No longer just crime: Nordic TV’s new wave
Turku, Finland, Oct 9 (AFP/APP):For over a decade, Nordic crime series such as “The Bridge” and “Wallander” have captivated international TV audiences with stories of brooding detectives, elaborate murders and bleak Scandinavian landscapes.
But now the success of so-called Nordic noir has spawned overseas interest in a new wave of TV productions from Europe’s far north, this time in genres from period drama to teen horror. One hotly anticipated release is Swedish supernatural series “Cryptid” about unexplained goings-on among a group of college kids in the fictional small town of Morkstad.
Premiering in the Nordics this month, the series has generated “strong interest” abroad, according to its international distributor Beta Film, with sales so far to Germany’s Joyn and France’s Salto streaming services. The 10-part show has also made the official selection for the Cannes TV series festival in the south of France, which opens on Friday, where a record six of the 20 shortlisted series are Scandi productions.
“The rise of streaming platforms has generated a demand for content that stands out and is still fairly cheap, and this is true for Nordic content,” Aarhus University associate professor Pia Jensen told AFP. “Nordic series have for the most part quite high production values, which is key if you want to sell on the international market.”
The binge-friendly, half-hour episodes of “Cryptid” have a more dynamic feel than the slow-moving plot lines which often characterise Nordic shows. The format — and the colours — also set the series apart from other Swedish horror hits, like the 2008 vampire film “Let the Right One In”.
When AFP visited the “Cryptid” film set in October last year, a small, tree-lined lake close to the southwestern Finnish town of Turku had been turned into the setting of sinister happenings that begin to terrorise the town’s youngsters. “There’s something lurking underneath the surface but we never know what,” director David Berron told AFP.
The series will have “a lot more colour and flavour” than the gritty, grey realism of Scandi crime successes like “The Bridge” and “The Killing”, he added. “In Nordic noir, everything is very calm and low and melancholy, and this one has that spirit still, but we’ve added some more spices,” Berron said.
Comic noir
Branded “Nordic comic noir” by the show’s makers, the different feel partly stems from Cryptid’s originator, the acclaimed French graphic novelist Sylvain Runberg, known for adapting Stieg Larsson’s Millennium Trilogy into the graphic novel format.
Runberg, who has divided his time between France and Sweden for the past decade, believes the success of Nordic drama is down to the contrast between the comfortable veneer of Scandinavian society and its dark undercurrents of crime, prejudice and pent-up aggression.

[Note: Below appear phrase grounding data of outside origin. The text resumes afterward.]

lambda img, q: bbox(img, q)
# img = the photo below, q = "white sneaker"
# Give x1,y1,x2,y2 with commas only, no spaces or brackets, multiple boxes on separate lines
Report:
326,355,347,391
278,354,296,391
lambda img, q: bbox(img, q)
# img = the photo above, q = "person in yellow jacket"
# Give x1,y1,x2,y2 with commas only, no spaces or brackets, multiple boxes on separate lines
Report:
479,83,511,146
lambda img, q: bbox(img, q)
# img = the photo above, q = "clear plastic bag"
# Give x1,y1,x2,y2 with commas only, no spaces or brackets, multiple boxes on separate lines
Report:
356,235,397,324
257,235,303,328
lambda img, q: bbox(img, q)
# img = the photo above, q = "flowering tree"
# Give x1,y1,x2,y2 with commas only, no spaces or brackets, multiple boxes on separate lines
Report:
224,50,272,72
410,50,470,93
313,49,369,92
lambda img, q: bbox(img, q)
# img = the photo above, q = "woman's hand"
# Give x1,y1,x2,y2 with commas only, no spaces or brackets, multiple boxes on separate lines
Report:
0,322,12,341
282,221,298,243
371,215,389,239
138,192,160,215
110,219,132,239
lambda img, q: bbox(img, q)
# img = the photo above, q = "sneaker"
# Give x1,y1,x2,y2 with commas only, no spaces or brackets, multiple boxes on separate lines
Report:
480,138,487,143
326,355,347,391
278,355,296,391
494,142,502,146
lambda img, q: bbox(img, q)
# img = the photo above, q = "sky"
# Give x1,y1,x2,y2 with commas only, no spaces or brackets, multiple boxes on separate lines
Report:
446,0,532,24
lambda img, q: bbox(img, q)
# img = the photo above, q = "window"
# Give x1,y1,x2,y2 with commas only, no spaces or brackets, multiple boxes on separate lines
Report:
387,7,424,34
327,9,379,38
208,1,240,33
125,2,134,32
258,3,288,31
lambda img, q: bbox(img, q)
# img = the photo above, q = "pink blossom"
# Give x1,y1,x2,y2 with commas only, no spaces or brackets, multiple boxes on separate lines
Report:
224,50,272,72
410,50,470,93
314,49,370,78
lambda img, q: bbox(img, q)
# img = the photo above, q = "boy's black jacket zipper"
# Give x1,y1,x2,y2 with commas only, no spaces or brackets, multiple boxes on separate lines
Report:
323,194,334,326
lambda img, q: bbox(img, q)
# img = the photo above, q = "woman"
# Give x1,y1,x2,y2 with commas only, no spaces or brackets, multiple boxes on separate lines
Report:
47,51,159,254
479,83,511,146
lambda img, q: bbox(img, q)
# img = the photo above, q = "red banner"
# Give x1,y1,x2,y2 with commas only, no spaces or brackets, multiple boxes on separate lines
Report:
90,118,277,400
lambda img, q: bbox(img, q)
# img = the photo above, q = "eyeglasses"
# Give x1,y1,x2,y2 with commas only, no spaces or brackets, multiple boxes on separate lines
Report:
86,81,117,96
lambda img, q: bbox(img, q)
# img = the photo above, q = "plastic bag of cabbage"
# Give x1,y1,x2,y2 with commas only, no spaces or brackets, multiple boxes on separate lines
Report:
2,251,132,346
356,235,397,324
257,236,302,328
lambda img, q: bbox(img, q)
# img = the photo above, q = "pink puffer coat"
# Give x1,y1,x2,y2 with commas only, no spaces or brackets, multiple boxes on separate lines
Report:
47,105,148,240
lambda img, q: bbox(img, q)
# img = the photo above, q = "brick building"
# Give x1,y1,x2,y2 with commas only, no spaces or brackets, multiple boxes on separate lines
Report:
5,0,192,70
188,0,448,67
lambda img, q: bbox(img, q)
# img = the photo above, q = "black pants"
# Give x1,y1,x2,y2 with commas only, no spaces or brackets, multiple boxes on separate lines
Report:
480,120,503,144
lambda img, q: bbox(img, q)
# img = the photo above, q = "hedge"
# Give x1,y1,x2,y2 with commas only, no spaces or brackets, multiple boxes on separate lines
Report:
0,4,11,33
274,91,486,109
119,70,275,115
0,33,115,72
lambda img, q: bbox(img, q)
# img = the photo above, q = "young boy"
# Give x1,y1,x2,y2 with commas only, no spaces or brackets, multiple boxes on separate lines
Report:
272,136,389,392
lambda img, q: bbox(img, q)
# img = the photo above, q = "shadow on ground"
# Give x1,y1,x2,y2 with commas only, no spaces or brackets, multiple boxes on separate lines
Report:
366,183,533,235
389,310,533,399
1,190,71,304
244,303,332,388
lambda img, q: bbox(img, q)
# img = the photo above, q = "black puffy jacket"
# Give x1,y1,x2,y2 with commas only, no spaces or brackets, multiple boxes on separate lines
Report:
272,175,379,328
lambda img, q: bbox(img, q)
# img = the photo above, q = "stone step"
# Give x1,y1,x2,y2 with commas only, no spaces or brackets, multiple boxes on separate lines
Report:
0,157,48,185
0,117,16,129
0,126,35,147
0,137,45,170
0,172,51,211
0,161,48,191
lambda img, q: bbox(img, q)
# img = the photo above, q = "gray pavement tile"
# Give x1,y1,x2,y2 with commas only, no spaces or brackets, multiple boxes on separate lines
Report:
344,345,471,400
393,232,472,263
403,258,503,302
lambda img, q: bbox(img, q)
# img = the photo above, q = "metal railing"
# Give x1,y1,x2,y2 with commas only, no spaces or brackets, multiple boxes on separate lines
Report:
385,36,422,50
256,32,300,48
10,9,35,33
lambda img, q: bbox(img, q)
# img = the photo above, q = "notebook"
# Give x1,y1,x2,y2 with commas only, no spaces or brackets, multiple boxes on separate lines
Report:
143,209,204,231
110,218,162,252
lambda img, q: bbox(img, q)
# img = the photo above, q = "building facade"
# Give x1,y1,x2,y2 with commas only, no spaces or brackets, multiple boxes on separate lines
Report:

“It’s a society which everyone can recognise themselves in, not that different to what you experience in France, the US or Britain,” Runberg told AFP.
But the stories are “often very brutal and violent, which is not at all what you experience day-to-day in Scandinavia,” he said. “It gives them a certain feel, a resonance.”
New things coming
International interest in non-crime Nordic series has stepped up in recent years. Norway’s “Skam” (Shame), a 2015 web series that took an unflinching look at the lives of a group of high school students, broke viewership records in Scandinavia, before sparking remakes across Europe and the United States.
“Ride Upon the Storm”, from the creator of Danish political drama “Borgen”, saw lead actor Lars Mikkelsen win an Emmy in 2018 for his portrayal of a priest at the centre of a family drama. “Borgen”, one of Nordic’s first non-crime international successes, has itself now been recommissioned for a fourth series to air in 2022.
And in the coming weeks, viewers in Norway will be the first to see the lavish World War II-era drama “Atlantic Crossing”. The eight-hour show has been sold throughout Europe and a US deal is in final negotiations, distributor Beta Film said.
The action is based on a true story and takes place largely in the US, where Norway’s crown princess Martha, played by Sofia Helin of “The Bridge”, flees after the Nazis invade her country. There, she strikes up an intimate friendship with president Franklin Roosevelt, played by “Twin Peaks” star Kyle MacLachlan.
While new Nordic genres are growing in popularity though, it is not at the expense of Scandi crime. Netflix this year released “Young Wallander”, a new take on novelist Henning Mankell’s troubled detective. And last year, the BBC acquired Denmark’s “The Investigation”, based on the 2017 murder of journalist Kim Wall.
“There will be new things coming out of the Nordics,” Justus Riesenkampff from Beta Film told AFP. “But there will always be a lot of crime.”